Mientras esto sucedía, el Estado español secundaba de manera sumisa y entusiasta, como siempre, las decisiones de Marruecos en relación con nuestra Ciudad. Tampoco era nada extraño. Ya hemos recopilado infinitas pruebas durante las últimas décadas de que, en el tablero de la negociación permanente de intereses (y conflictos) entre España y Marruecos, Ceuta ocupa una posición absolutamente irrelevante (“Ceuta y Melilla no merecen un conflicto”, frase lapidaria de la diplomacia española). En esta época, es completamente imposible equilibrar el peso de las infinitas operaciones económicas bilaterales más la cooperación en materia de control de la inmigración, con la mera apelación al sentimiento patriótico de la integridad de la nación española. Recalco que hablamos de Estado y no de Gobierno español. Las diferencias entre partidos en este asunto se reducen a intrascendentes detalles estéticos que tienen más que ver con intereses electorales puntuales que con el fondo de la cuestión.

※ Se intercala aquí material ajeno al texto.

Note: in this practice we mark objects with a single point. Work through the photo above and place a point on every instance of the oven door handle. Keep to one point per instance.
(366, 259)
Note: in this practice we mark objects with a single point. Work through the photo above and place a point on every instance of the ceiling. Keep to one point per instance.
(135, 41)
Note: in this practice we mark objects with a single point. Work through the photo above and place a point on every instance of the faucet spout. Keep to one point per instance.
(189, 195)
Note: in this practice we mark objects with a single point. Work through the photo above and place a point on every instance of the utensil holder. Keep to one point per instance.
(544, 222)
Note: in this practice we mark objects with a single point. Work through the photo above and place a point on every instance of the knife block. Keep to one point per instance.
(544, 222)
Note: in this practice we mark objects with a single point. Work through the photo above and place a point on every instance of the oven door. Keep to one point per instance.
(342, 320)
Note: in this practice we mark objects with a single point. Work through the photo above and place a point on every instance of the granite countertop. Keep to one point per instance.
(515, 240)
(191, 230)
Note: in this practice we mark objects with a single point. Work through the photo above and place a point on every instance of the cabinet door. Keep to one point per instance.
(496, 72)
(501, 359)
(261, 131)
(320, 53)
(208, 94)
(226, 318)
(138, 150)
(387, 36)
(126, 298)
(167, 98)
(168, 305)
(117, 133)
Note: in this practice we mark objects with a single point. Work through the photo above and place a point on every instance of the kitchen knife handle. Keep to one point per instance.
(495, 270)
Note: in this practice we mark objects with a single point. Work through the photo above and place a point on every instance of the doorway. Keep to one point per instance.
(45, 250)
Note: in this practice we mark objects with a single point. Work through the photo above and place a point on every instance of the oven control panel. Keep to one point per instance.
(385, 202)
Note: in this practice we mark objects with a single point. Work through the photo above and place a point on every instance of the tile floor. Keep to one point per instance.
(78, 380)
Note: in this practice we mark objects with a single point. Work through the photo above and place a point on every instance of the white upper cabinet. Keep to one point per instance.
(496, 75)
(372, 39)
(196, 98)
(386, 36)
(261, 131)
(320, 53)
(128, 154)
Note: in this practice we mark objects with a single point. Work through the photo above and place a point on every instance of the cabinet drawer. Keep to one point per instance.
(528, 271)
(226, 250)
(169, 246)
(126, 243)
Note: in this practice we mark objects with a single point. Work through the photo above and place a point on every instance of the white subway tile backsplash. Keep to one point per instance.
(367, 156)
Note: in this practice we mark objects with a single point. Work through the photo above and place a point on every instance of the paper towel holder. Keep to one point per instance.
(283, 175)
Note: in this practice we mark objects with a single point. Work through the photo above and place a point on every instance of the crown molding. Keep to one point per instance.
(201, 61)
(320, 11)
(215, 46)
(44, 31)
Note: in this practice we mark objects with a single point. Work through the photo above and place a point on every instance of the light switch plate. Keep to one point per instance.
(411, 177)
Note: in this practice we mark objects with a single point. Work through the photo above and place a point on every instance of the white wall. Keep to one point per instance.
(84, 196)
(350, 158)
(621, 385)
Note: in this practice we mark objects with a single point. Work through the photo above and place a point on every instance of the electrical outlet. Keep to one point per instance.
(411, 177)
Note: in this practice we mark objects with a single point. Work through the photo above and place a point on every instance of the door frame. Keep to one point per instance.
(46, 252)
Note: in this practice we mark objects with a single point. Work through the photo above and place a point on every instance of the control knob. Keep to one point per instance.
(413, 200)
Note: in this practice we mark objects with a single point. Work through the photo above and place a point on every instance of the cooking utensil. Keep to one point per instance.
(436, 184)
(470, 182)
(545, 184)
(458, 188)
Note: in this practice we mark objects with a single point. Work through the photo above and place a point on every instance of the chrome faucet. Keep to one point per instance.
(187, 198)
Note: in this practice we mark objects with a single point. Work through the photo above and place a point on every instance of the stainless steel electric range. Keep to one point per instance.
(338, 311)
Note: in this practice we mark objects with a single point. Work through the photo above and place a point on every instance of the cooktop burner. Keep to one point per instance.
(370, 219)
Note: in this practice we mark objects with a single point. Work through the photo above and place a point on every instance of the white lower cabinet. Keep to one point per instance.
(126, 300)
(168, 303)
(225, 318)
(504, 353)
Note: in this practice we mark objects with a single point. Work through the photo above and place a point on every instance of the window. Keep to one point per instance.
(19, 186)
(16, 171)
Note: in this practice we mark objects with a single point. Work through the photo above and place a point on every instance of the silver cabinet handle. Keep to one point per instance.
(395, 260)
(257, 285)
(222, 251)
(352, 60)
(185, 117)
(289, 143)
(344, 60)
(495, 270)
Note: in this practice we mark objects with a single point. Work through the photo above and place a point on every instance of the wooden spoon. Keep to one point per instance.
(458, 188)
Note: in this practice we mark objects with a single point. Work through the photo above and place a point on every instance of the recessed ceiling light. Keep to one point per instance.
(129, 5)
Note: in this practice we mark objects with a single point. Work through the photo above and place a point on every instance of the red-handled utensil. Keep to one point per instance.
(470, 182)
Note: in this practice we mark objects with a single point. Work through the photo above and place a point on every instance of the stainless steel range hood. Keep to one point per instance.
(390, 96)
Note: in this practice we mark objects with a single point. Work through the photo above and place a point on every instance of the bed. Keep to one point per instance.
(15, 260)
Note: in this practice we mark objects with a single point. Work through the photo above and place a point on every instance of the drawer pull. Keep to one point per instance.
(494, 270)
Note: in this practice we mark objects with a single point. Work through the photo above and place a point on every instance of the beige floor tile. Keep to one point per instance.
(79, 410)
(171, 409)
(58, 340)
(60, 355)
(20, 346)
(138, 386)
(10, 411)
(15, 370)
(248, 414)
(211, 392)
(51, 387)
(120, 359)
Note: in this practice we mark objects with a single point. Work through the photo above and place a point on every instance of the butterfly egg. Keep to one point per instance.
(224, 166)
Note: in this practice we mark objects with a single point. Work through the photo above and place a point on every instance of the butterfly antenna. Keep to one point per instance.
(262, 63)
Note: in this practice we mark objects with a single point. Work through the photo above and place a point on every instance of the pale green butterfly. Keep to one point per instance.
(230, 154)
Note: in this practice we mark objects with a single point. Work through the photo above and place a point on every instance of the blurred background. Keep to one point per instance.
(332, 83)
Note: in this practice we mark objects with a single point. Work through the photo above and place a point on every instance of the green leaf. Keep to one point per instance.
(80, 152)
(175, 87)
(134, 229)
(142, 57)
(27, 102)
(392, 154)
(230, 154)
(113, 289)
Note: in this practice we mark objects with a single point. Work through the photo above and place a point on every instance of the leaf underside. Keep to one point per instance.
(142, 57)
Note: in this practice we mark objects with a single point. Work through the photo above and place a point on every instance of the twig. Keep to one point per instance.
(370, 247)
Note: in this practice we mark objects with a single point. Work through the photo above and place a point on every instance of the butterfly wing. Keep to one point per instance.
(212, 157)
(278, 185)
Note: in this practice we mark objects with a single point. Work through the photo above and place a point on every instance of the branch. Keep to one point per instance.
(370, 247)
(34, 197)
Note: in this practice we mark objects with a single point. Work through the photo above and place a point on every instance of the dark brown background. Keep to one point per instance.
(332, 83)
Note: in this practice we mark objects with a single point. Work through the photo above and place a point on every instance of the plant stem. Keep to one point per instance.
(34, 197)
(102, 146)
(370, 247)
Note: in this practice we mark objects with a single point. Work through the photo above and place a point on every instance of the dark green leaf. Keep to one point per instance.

Por su parte, el conjunto de la ciudadanía ceutí, que ya había dado inequívocas muestras de agotamiento, de manera irresponsable y bobalicona, terminó por coincidir con Marruecos en su objetivo estratégico. Anestesiados por una mezcla explosiva de miedo y egoísmo, nos indujeron a aceptar una falsa dicotomía que reducía el futuro de Ceuta a elegir entre dos únicas opciones: riqueza o islamización (una ciudad pobre, segura y tranquila con menor presencia musulmana; o una Ciudad más rica, pero tumultuosa y plagada de “potenciales delincuentes que nos hacen la vida imposible”). Hemos elegido la perversa comodidad de vivir en una colonia.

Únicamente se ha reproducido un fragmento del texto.